Ora: nenhuma «instituição» é assim tão «concreta» e «sólida». E as leis que elas atualizam, a cada necessidade de utilização, não são mais que construções humanas que espelham interesses parciais (grupais, de classe ou casta) e perspetivas temporais, sejam-no de pessoas – ou de meros grupos de pessoas mancomunadas por interesses afins.
A antropomorfização é igualmente transversal às leis e às instituições que as discutem, as votam e por fim as fazem promulgar ou executar.

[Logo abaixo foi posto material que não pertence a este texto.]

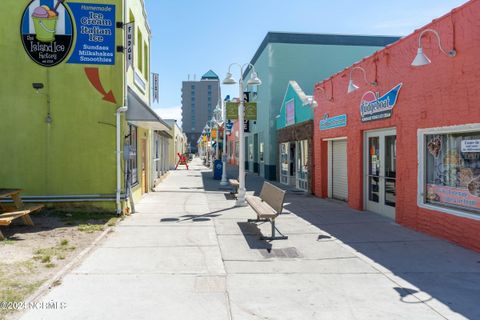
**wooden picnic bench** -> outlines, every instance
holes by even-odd
[[[248,219],[248,222],[270,222],[272,225],[271,236],[261,236],[261,240],[288,239],[288,236],[283,235],[275,226],[275,219],[282,213],[284,199],[285,190],[282,190],[269,182],[263,183],[260,197],[246,196],[248,204],[257,214],[257,219]],[[276,236],[275,231],[278,231],[280,236]]]
[[[14,205],[5,205],[0,202],[0,226],[8,226],[13,220],[22,218],[23,223],[33,226],[30,213],[43,208],[43,205],[24,204],[20,197],[21,189],[0,189],[0,198],[11,197]],[[0,240],[5,239],[0,231]]]

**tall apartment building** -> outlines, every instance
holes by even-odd
[[[197,140],[213,116],[220,95],[220,80],[209,70],[197,81],[182,82],[182,128],[191,152],[197,151]]]

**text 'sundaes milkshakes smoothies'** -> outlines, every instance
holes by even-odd
[[[32,13],[33,25],[38,41],[52,42],[55,40],[58,14],[48,6],[35,8]]]

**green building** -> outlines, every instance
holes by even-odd
[[[276,117],[285,88],[295,80],[307,94],[315,83],[371,55],[398,37],[269,32],[250,63],[262,85],[248,88],[257,120],[245,134],[245,168],[269,180],[279,177]],[[243,75],[250,78],[251,70]]]
[[[0,188],[127,211],[127,187],[134,201],[153,188],[170,137],[150,109],[143,0],[2,4]]]

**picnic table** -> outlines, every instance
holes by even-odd
[[[14,205],[7,205],[0,202],[0,226],[8,226],[13,220],[22,218],[23,223],[29,226],[33,226],[33,221],[30,218],[30,213],[38,211],[43,208],[43,205],[24,204],[20,193],[22,189],[1,189],[0,199],[11,198]],[[3,240],[4,236],[0,231],[0,240]]]

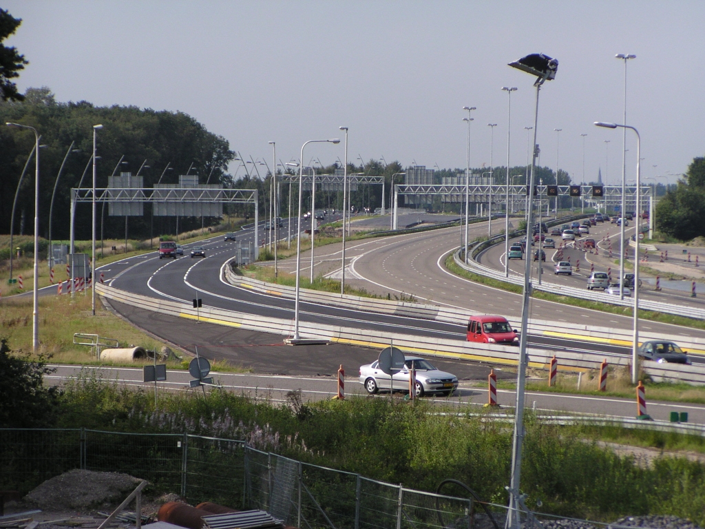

A matriz greco-romana não é assim tão infalível e objetiva. Antes pelo contrário: o mundo romano, sobretudo mais do que o grego, estavam prenhes de vícios, culturais (sociais e, por conseguinte, sociológicos) e psicológicos (individuais).
O caráter revisível da Lei (e também a sua margem de interpretabilidade, digamo-lo assim, precisamente incidente na pessoa do juiz, ou através dela, pois é ao juiz que, interpretando a Lei, cabe adequá-la ao julgamento das incidências sociais) aponta para isso mesmo: a Lei não é um princípio de ação assim tão incontornável e indiscutível.
Porém, nada mais vilipendiador e ameaçante para a vigência e sobretudo para a perenidade do caráter da Lei. Pois esta deve valer para todos e da mesma maneira. Ou seja: a verdadeira Lei tem de obedecer aos parâmetros de universalidade (válida para todos, pressupondo esse «todos» a intemporalidade do conjunto ao qual se aplique, seja o conjunto de elementos de um universo físico, seja o somatório de elementos de uma espécie biológica que componham uma sociedade ou uma civilização num dado momento e ao longo dos tempos, segundo a terminologia usada) e de univocidade (isto é: válida para todos, sim, mas a uma só voz, quer dizer: válida para todos da mesma maneira!).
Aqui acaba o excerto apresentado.